I appreciate the naming of this offering, as even among specialty tea shops, it’s rare to see Hsinchu listed so explicitly. Hsinchu is a region in north-western Taiwan where Oriental Beauty (東方美人茶, Dōng Fāng Měi Rén Chá, or sometimes simply 白毫 – Bái Háo) is grown and processed. This remarkable oolong, which I’ve written about before, is gifted a very special technique around the harvest time. Before picking, the farmers encourage a species of leaf hopper insect to bite the leaves of the tea plant, triggering a chemical reaction that our taste buds find delicious.
Brewed for about 2 minutes at 95°C, the aroma of this tea was striking as soon as it came out of the gaiwan. Definitely Bai Hao. That roasted grain and honey sweetness is recognizable anywhere. In fact, the perfume it gave off was almost overly sweet, reminding me somewhat of a Dan Cong.

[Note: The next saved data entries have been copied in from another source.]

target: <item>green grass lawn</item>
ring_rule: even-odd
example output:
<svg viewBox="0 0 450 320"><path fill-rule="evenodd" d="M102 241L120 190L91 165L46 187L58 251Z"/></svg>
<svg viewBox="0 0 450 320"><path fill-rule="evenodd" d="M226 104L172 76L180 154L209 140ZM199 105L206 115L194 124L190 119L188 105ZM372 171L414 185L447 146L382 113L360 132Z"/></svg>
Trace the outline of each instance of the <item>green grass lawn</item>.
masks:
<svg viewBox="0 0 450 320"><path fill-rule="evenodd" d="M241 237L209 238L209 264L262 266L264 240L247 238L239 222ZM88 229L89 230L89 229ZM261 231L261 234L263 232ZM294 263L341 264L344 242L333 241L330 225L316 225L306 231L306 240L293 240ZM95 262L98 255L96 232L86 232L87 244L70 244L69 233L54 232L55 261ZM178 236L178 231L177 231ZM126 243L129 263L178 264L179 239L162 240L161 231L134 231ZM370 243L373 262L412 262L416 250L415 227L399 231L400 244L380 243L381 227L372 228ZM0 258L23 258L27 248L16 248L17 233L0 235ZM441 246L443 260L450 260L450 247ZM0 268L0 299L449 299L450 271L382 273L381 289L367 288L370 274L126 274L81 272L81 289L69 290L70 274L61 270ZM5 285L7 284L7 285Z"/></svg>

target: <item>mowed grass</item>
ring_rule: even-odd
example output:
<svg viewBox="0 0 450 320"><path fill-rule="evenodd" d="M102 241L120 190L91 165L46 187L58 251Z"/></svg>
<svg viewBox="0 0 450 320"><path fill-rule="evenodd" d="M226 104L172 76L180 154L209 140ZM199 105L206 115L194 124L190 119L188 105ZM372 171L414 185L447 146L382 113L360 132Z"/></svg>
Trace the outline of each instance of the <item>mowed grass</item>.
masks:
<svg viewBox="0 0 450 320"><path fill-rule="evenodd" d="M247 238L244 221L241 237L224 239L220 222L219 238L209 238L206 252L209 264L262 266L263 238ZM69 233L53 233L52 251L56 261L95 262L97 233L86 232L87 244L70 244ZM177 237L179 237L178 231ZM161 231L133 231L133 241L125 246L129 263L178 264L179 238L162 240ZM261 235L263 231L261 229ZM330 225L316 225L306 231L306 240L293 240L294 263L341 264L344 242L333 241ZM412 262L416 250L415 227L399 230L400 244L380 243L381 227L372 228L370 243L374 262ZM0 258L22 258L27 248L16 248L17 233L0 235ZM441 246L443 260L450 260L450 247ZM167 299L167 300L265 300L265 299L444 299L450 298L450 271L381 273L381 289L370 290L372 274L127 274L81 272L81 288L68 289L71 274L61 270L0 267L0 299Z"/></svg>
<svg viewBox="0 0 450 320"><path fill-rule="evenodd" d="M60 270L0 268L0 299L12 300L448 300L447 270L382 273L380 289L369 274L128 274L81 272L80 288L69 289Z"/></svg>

I don’t think I’ve ever had a Bai Hao quite this dramatic before, and I’ve drank a lot of it. I would recommend keeping the infusions short for this tea or at least taking care how many leaves are used to avoid being overwhelmed!
That bold sweetness continued for another four infusions, so the life of the leaf is not in question. Sometimes Dong Fang Mei Ren Cha is called “honey oolong” and this sweetness is the reason. The liquor feels like a mouthful of amber honeycomb.
If Bao Zhong is a Dragon of Spring Dawning, Bai Hao is a Dragon of Autumn Twilight. It’s a warming tea ready to impart a touch of kindness to a rainy day or to glow in the shadows of a sunny afternoon.
Our days can be full of chaos and confusion, so please, take a moment to watch the swirl of leaves in your pot. I hope you can see within the all the hands (both human and insect in this case!) whose lives are intertwined with the tea. We’re all in this together.